The results indicate that nitrogen-rich compounds and particulate organic matter are generally more enriched in the SML compared to carbon-rich compounds and dissolved organic matter. The authors further demonstrate that enrichment levels for individual compounds vary under different internal and external conditions. By examining enrichment factors (EFs) for a range of measurable compounds, the study provides updated estimates of their typical values and ranges.

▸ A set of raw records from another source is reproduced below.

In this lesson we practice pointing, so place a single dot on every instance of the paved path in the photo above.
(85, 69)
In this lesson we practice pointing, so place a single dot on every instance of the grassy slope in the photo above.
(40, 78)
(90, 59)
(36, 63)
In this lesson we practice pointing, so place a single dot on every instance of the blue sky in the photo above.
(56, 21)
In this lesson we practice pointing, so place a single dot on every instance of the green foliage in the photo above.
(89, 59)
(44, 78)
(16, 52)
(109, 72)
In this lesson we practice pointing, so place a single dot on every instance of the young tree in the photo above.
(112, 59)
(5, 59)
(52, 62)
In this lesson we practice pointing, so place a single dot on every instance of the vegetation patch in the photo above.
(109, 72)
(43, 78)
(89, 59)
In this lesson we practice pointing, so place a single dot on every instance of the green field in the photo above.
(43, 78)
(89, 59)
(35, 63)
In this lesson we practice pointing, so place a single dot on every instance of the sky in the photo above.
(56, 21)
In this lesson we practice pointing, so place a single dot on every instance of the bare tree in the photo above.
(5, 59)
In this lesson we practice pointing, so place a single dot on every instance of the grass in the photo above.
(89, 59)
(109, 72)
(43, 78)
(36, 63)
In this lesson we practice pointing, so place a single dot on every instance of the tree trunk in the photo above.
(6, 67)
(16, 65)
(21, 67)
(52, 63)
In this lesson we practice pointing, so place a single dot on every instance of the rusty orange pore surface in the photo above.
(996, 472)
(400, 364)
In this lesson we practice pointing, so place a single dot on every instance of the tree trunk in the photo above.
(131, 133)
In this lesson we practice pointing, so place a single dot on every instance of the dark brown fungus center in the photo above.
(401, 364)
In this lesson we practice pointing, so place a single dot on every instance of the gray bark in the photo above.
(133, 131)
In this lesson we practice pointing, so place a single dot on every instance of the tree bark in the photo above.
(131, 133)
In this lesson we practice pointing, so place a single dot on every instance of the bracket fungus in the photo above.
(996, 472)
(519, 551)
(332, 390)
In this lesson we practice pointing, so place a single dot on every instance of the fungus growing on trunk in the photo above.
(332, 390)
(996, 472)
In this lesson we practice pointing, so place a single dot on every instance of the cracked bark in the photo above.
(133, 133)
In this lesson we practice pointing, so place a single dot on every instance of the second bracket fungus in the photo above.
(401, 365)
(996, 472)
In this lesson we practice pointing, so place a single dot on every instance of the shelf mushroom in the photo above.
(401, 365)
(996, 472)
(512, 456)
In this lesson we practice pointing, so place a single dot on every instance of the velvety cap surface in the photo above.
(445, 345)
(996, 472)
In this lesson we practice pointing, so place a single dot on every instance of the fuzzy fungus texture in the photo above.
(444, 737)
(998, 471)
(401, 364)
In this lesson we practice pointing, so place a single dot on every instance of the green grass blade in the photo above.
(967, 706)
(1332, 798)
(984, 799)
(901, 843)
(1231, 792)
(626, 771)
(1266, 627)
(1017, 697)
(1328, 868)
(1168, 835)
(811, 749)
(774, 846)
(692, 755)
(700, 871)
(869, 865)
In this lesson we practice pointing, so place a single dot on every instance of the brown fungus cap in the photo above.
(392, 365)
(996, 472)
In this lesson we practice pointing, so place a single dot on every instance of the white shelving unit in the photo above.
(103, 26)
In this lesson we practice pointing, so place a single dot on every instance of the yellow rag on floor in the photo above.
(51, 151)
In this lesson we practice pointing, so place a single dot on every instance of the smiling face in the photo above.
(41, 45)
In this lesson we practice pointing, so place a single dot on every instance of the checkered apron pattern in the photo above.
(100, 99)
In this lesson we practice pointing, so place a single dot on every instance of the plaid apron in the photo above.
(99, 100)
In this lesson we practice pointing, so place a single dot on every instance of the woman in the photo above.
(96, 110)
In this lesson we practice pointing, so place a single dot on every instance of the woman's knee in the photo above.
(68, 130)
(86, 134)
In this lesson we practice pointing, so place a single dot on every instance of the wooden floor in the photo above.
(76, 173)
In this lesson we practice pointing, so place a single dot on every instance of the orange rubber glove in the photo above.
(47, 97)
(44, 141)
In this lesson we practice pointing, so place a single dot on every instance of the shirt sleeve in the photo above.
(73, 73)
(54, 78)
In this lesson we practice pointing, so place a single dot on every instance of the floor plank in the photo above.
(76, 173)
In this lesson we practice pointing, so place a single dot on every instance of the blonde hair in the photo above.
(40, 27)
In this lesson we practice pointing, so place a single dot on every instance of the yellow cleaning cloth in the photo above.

The discussion also offers a critical evaluation of EFs, underscoring their utility in describing the partitioning of organic matter within the SML while acknowledging their limitations in reflecting trophic conditions and absolute concentrations of either SML or ULW (“actual” enrichment).
However, despite the application of a novel data-processing approach, the study does not appear to yield substantially new findings beyond those already established in previous research. Overall, the results largely confirm existing knowledge regarding SML properties and organic matter enrichment patterns, without providing significant new insights. Therefore, I suggest that the authors revise the concluding statements throughout the manuscript, including Abstract, to more clearly reflect the study’s contributions and its relationship to existing knowledge. This would help to strengthen the manuscript’s impact and clarify its significance for the field.
Introduction
In the introduction, the authors provide a thorough overview of the specific characteristics of the sea surface microlayer (SML) and the general tendency for organic matter to accumulate within this layer. The focus on surfactants as a key organic fraction—both as components forming surface films and as important contributors to gas exchange—is appropriate and well justified. However, the introduction does not provide sufficient context regarding previous research on the surface activity, selective transport, and enrichment of specific organic compounds within the SML, which are later discussed in the manuscript. Additionally, the authors do not address prior findings on the contribution of these compounds’ surface activity to the overall SML surfactant pool, despite the strong emphasis on surfactants in the introduction. Consequently, it is unclear why certain compounds or organic fractions were selected for study, and why surfactants themselves—a highly relevant and previously measured organic fraction—were not included among the investigated compounds. Clarification of these points would strengthen the rationale for the study and better situate it within the context of existing literature.
Methodology
The authors should clearly define their search strategy, including the databases consulted, as well as the inclusion criteria, such as the specific keywords used, to ensure transparency and reproducibility of the study.
The manuscript mentions extracting “secondary data” (e.g., environmental variables, sampling factors) when reported. This implies that metadata coverage is inconsistent across the dataset. I recommend quantifying the proportion of records with complete metadata and discussing potential selection bias in analyses that rely on the subset of data with full metadata coverage.
Conclusion
L491-494 Considering previous work (as discussed by authors L304-L309), the concluding statements should be revised to explicitly emphasize the unique contributions and novel findings provided by this study in comparison to earlier work.